WS-Policy and WS-SecurityPolicy solve the problem of tying code too closely to the security: controlling access to the code is a separate concern from what the code does.  With Policies it is possible to place the security information in a file instead of inside compiled code. So if you decide that a method needs to allow users in the 'Broker' role and not 'Traders' you can make this change in the policyCache.xml file, without having to recompile your code.

It took me a while to understand this.  My first attempt at securing web services with WSE was to set the Thread.Principal to a GenericPrincipal object that I created, and then use the [PrincipalPermission(SecurityAction.Demand,Role="Banker")] attribute above my method.  However, with policies, I can set this in a policy file, like:

<wsp:Policy wsu:Id="TradersOnly">
 <Integrity wsp:Usage="wsp:Required"
  xmlns="
http://schemas.xmlsoap.org/ws/2002/12/secext">
  <TokenInfo>
   <SecurityToken>
    <TokenType>UsernameToken</TokenType>
    <Claims>
     <wse:Role value="Traders"
      wse:xmlns="
http://microsoft.com/wse/2003/06"/>
    </Claims>

   </SecurityToken>
  </TokenInfo>
 
</Integrity>
</wsp:Policy>


Now all I need to know is how to get this working with a custom SecurityContext token (or how to achieve the same effect with a custom assertion handler).  In this case the role information is probably not going to be passed in the SOAP message with the SecurityContext token - it will be cached on the server, so I'm not sure how policy will work in this situation.  More study required ...
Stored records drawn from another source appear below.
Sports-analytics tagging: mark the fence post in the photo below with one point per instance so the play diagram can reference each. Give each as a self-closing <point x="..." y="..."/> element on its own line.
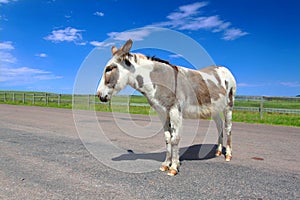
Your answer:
<point x="89" y="103"/>
<point x="109" y="105"/>
<point x="58" y="100"/>
<point x="33" y="100"/>
<point x="261" y="107"/>
<point x="46" y="98"/>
posted on Tuesday, August 19, 2003 11:29:40 PM (GMT Daylight Time, UTC+01:00)  #   

It's great to see Eric Gunnerson doing some usability testing on the default C# project templates.  He correctly spots that the:

// TODO: Add constructor logic here

Comment in the default C# class is completely useless.  He comes up with a much cleaner version.

It's also interesting to note how he mentions that the Program Manager role at Microsoft involves persuading the team he works with to implement these ideas.  It's an interesting twist that PM's don't have any official power to force developers to do what they want - they have to argue the case.  As Chris Sells mentions they have 'responsibility with no authority'.  I think it's a good model.

posted on Tuesday, August 19, 2003 10:56:15 PM (GMT Daylight Time, UTC+01:00)  #   
# Monday, August 18, 2003

I know this code has been around for a while, but Craig Andera's 'Last Configuration Handler I'll Ever Need' article is very useful.  He creates a class that implements the IConfigurationSectionHandler interface and uses deserialization to take the config file information and squirt it into a class.  It makes it simple to use a configuration section of a config file as well as making it easy to access these values from a class withoutout having to write any code to hook the class up.  Very nice.

posted on Monday, August 18, 2003 11:40:43 PM (GMT Daylight Time, UTC+01:00)  #   
# Friday, August 15, 2003

In the September MSDN Magazine Aaron Skonnard provides an excellent explanation of TCP messaging support in WSE 2.0.  He explains the SoapSender/SoapReceiver classes, which provide low-level control over the messaging (you have to manually create a message to send back if you want to support request-response style messaging), as well as the SoapClient/SoapService classes (that provide methods that make it easier to do things like request-response style messaging).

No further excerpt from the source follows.